The development of software projects entails significant implementation and collaboration activities, typically supported by tools such as issue trackers, code review tools, and Version Control Systems. However, these tools only provide a partial view of the project and often lack of advanced querying mechanisms, thus hampering the analysis of the status of the project and endangering the decision making process on the best way to drive the development process. We present Gitana, a software project inspector able to import the activity of the different support tools into a single relational database, thus providing a central point to perform all kinds of cross-cutting analysis on the software project data.

This work has been accepted as al Original Software Publication (OSP) in the Science of Computer Programming Journal, you can find the official paper here or just continue reading.

Introduction

Software development processes are supported by a plethora of tools. Each tool helping to manage the complexity of a specific aspect of the project: source code is tracked by using Version Control Systems (VCSs) such as Git, development tasks are reported in issue trackers, and collaboration and coordination activities are normally developed in forums, mailing lists or chats. While all these tools store relevant information, they are actually silos that provide partial views of the project and lack of advanced query and data integration mechanisms. Thus, project managers often struggle to understand how projects perform, a must to make knowledgeable decisions about the development process

In this paper we present Gitana, a project inspector that analyzes the support tools used in software projects and imports the information in a relational database, thus providing a central point to perform all kinds of cross-cutting analysis on project data. The current version of the tool provides support to inspect Git repositories, Bugzilla/GitHub issue trackers, Eclipse forums and Slack instant messages. To ensure efficiency, Gitana comes with an incremental propagation mechanism that refreshes the database content with the latest modifications available on the data sources. The approach also incorporates exporters to enable further data analysis with third-party tools.

Problems and Background

Nowadays, software development activities are independently tracked and recorded in different tools. These tools have limited support for querying their internal data and typically rely on scripts (e.g., git commands) or APIs (e.g., the Bugzilla API) to do so. As a result, any advanced analysis of the data quickly becomes a hard and complex task. Especially to perform any data integration or combination operation involving more than one tool, as it is typically the case. As consequence, comparison of data from different projects is also challenging.

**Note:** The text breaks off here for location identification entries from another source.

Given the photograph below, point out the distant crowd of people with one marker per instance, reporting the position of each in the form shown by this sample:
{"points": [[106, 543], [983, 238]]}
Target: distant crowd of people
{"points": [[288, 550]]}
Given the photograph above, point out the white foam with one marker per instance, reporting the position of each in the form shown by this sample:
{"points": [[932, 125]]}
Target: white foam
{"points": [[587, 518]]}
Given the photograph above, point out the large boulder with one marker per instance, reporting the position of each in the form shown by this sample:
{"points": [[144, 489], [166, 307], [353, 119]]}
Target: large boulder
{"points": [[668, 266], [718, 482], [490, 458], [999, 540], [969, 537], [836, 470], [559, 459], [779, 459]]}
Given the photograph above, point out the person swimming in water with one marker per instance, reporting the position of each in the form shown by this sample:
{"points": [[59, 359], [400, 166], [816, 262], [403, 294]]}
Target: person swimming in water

This situation limits the scope of existing research studies and tools devoted to understanding (and improving) software development (see our summary of all we have learned by mining GitHub plus some concerns [1]). For instance, GHTorrent [2] is a dataset only devoted to analyzing GitHub repositories, the work presented by Kahani et al. [3] target the analysis of Eclipse forums and Wang et al. [4] study the context of StackOverflow. Examples of more general tools are GrimoireLab and Kibble. They are similar to Gitana in their goals though they target a different user profile. In short, Gitana is the only one providing SQL-based access to the data which is a plus for users not familiar with Python libraries for data manipulation (e.g., Panda) and NoSQL storage engines (e.g., ElasticSearch) as required in those other tools. Therefore, we believe Gitana is especially useful for users (like, for instance, project managers) that want an easy way to explore the project data (and compare data across projects) by easily writing and running adhoc queries.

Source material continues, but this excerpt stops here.